Why is printing a newspaper so important?
Those stories, which graced the pages of our newspaper years ago, are still available to those with an all-access subscription. As part of our Centennial preparations, we had great fun reading newspapers from that era. Now that we are the proud owners of the Santa Rosa Press Gazette, we can look back more than a hundred years to discover the roots of our communities.
The pages read like a “who’s who” while documenting daily life. In the Dec. 23, 1910, issue of The Milton Gazette, for example, we learn:
“Mr. E.W. Speed, L&N auditor, is here this week. Miss Belle Robers visited Pensacola this week. Mr. S.I. Sykes had the misfortune one day this week to break a leg in alighting from the bus. Mr. Raliegh K. Andrews, representing the Good Health Publishing Company, is in town and will be here for several days. His work possesses great merit and will appeal to our thoughtful citizens.”
Mentions like these matter deeply to those tracing their genealogy. One brief line in a century-old newspaper archive can unlock the story of an ancestor. We are truly reporting today’s news that will become tomorrow’s history. It’s through these earliest forms of journalism that we’ve come to know so much about our first hundred years—and now, we are chronicling the next hundred.
We were also honored to have Pam Brannon at the celebration. As the former owner of Navarre News, she was one of the first to preserve Navarre’s history from within the community. Today, Navarre Press proudly carries on that responsibility: informing citizens, serving as their voice, and recording history as it unfolds. A hundred years from now, those planning the second Centennial Celebration will no doubt be digging through our archives, looking for glimpses of what life was like.

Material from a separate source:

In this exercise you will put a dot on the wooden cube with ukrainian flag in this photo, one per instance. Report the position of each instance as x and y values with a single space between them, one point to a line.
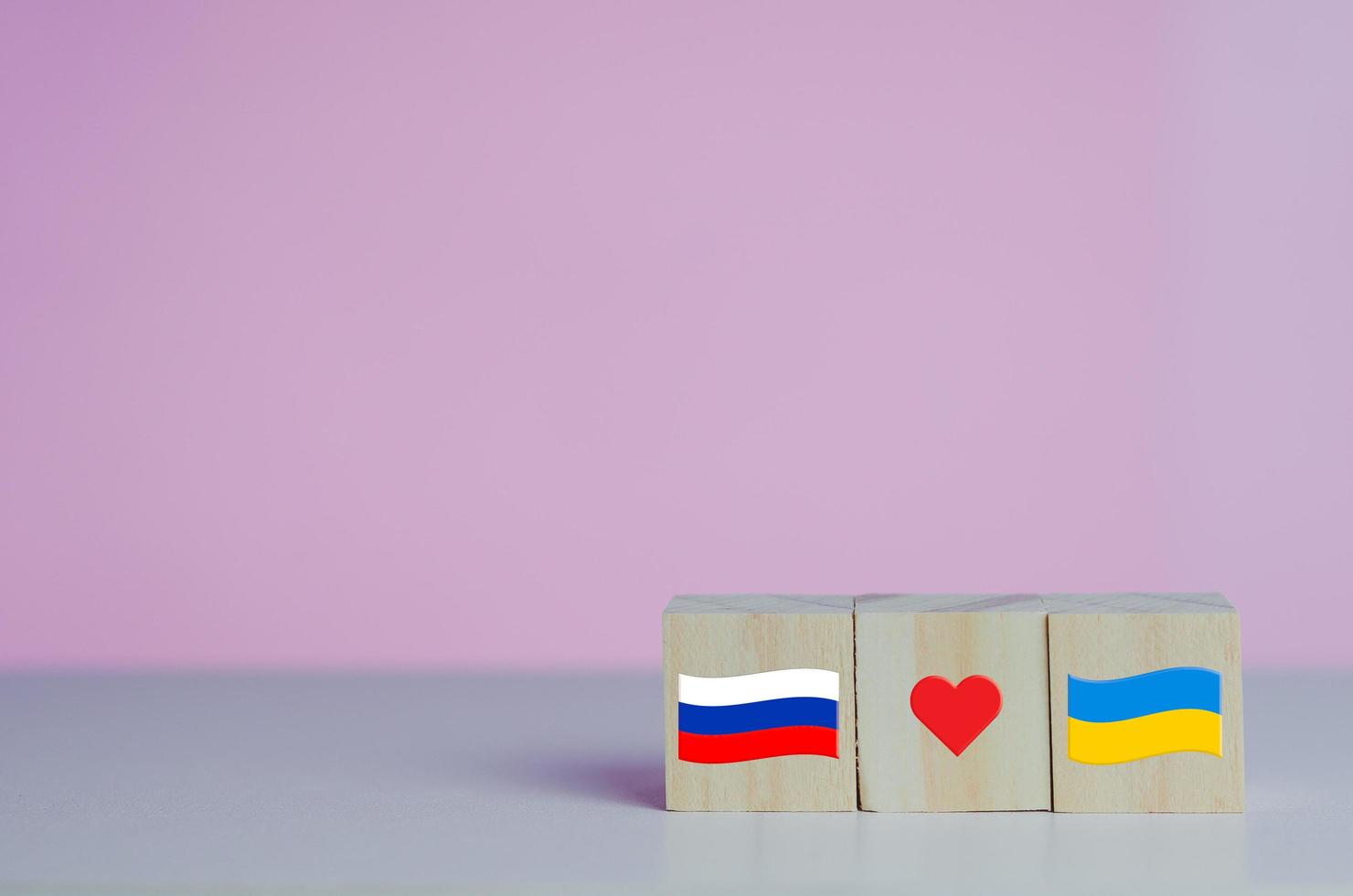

The printed word is invaluable. It demands high standards before it ever hits the page—because once it’s printed, it lives forever. With online-only sources, stories can be silently edited or altered. Five years later, the truth may no longer be visible, and the editing trail is lost. That risk is significant, especially in an age when efforts to erase or rewrite history have surfaced. You simply can’t do that when the truth is printed and permanent.
And there’s something grounding about holding a newspaper in your hands, sipping a cup of coffee, and flipping through the pages. The future may bring new formats and fresh ideas about what a newspaper can be—and maybe our company will help lead that change. But for now, and for as long as we are able, we’ll keep holding newspapers in our hands, turning their pages and recording history—one story at a time.